Mais cet amour se heurte à deux obstacles. D’un côté, François est jaloux de Vonvon, toujours accroché aux jupes de Madeleine, qui reçoit ses caresses et ses baisers ; de l’autre, il est obsédé par un surnom qui le poursuit : « le fils Le Moing ». Dans la bouche des gamins, et bientôt de Vonvon, ce sobriquet met en doute l’honneur de sa mère et la paternité de son père, valet chez le fermier Le Moing. À douze ans, au seuil de l’adolescence, François comprend enfin ce que cela sous-entend : on insinue que sa mère a fauté.
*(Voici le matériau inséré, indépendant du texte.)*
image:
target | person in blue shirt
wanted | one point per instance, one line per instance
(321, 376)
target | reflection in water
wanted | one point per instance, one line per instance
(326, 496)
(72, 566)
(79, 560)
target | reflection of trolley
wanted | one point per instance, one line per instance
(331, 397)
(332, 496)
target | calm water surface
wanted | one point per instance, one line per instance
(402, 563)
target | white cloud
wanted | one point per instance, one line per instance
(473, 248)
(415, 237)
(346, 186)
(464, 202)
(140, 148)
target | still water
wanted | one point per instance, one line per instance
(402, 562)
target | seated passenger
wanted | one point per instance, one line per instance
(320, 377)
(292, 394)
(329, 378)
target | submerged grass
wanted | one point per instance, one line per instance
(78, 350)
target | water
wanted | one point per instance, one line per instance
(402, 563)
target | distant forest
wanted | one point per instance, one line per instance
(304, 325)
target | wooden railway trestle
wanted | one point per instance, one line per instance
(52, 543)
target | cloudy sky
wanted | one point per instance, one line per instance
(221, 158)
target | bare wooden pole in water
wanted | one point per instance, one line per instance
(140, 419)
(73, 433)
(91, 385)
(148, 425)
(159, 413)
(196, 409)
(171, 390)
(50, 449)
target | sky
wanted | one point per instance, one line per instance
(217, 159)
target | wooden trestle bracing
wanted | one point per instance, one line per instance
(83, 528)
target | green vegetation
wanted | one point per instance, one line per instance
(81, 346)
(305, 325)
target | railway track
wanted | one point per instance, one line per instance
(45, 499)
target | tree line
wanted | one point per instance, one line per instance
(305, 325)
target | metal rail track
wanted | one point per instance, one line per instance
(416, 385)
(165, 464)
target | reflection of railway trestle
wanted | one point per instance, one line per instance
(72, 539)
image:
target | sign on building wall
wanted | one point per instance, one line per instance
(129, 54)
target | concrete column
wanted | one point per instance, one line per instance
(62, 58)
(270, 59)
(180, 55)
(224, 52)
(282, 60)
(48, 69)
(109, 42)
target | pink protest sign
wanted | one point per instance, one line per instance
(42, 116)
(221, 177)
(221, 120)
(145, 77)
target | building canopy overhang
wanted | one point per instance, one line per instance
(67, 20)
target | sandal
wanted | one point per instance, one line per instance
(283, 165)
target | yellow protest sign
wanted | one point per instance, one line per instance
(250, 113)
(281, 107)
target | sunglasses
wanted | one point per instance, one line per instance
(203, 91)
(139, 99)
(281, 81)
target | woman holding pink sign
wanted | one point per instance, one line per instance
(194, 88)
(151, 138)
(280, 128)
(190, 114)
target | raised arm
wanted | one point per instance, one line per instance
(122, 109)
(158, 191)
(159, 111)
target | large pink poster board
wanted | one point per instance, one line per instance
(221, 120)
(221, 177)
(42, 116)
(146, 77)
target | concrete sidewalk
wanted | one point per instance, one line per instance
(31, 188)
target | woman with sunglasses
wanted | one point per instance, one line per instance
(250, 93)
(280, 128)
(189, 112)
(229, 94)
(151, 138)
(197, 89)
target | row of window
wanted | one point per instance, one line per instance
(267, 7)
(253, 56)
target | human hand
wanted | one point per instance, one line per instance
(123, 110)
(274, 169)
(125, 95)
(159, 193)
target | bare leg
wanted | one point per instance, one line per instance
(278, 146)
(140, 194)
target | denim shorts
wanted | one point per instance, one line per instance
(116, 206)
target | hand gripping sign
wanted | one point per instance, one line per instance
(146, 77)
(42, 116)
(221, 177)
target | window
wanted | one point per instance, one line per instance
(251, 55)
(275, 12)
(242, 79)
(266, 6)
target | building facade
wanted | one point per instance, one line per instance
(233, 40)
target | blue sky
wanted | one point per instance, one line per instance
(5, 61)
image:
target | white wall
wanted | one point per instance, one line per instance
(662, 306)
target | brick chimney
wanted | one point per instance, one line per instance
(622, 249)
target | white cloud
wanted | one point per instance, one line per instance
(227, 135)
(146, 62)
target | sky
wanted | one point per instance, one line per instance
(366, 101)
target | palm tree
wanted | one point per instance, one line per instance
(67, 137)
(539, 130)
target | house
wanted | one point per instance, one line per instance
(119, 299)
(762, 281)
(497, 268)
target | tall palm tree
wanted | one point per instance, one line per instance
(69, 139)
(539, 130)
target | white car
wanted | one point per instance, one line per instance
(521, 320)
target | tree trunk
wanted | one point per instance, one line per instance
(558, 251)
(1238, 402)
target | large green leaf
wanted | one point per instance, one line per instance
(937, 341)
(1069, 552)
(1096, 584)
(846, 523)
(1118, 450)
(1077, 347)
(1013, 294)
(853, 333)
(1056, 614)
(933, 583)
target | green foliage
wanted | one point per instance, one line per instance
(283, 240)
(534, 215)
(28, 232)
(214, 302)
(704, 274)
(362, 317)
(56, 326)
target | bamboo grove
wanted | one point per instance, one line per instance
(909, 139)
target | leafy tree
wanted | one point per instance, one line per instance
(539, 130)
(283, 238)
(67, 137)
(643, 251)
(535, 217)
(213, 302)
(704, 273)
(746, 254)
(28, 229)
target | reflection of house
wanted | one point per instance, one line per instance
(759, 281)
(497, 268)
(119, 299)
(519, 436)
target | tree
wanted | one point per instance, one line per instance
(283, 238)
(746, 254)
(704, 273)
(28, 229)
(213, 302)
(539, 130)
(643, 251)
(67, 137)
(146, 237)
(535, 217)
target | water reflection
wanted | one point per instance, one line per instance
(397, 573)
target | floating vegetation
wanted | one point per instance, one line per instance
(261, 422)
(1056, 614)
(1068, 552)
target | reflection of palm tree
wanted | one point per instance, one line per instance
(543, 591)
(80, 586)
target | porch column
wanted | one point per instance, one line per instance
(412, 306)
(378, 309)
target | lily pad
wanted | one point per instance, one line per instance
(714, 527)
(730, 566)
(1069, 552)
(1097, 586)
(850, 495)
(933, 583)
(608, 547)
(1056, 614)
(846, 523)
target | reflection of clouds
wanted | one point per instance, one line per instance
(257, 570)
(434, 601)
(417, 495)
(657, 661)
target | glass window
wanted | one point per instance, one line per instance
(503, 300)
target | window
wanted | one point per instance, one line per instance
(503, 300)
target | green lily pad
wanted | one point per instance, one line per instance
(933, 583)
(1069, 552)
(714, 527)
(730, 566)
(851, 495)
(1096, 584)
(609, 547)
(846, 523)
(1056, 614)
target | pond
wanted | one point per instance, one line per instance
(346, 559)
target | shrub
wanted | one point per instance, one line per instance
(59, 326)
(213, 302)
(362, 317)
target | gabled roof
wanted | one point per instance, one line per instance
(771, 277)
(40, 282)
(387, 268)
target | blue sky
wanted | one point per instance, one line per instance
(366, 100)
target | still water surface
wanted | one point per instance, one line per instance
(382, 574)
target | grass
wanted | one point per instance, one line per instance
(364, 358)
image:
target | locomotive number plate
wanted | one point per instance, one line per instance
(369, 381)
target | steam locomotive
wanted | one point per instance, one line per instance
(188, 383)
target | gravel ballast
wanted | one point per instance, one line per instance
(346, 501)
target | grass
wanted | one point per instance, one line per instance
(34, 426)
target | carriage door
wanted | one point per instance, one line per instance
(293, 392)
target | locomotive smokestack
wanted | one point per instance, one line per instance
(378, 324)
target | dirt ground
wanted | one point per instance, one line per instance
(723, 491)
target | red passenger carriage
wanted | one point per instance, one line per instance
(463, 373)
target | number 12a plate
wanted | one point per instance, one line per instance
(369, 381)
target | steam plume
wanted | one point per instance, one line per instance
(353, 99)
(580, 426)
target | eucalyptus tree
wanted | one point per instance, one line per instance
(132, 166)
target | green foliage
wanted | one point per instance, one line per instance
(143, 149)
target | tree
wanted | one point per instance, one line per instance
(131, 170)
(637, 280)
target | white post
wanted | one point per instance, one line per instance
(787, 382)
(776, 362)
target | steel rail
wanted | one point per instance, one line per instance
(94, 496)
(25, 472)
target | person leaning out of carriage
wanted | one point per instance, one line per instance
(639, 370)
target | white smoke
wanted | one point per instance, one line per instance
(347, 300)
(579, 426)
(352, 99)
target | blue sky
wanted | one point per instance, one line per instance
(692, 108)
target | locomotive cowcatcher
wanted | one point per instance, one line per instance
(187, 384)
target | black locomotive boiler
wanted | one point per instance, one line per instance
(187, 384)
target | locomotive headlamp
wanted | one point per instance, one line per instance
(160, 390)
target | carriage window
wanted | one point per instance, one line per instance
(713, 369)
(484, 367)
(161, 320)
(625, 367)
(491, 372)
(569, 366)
Pour ce garçon fier, attaché à la respectabilité de ses parents pauvres mais irréprochables, c’est insupportable.
Jalousie amoureuse, vexation sociale, sentiment d’abandon… tout s’accumule. Viviane Janouin-Benanti montre comment la haine envers Vonvon se construit par petites touches : vexations, menaces, disputes que Madeleine tente de désamorcer, lui reprochant sa jalousie et l’avertissant que « cette âme noire » pourrait le mener à l’échafaud. Un jour, lorsque Vonvon le traite encore de « fils Le Moing », la coupe déborde : François décide de le tuer. À partir de là, le roman bascule dans une lente montée vers le crime. Le garçon prémédite tout : il choisit un pré isolé, aiguise une pierre, garde sur lui son couteau, et attire l’enfant près de la mare.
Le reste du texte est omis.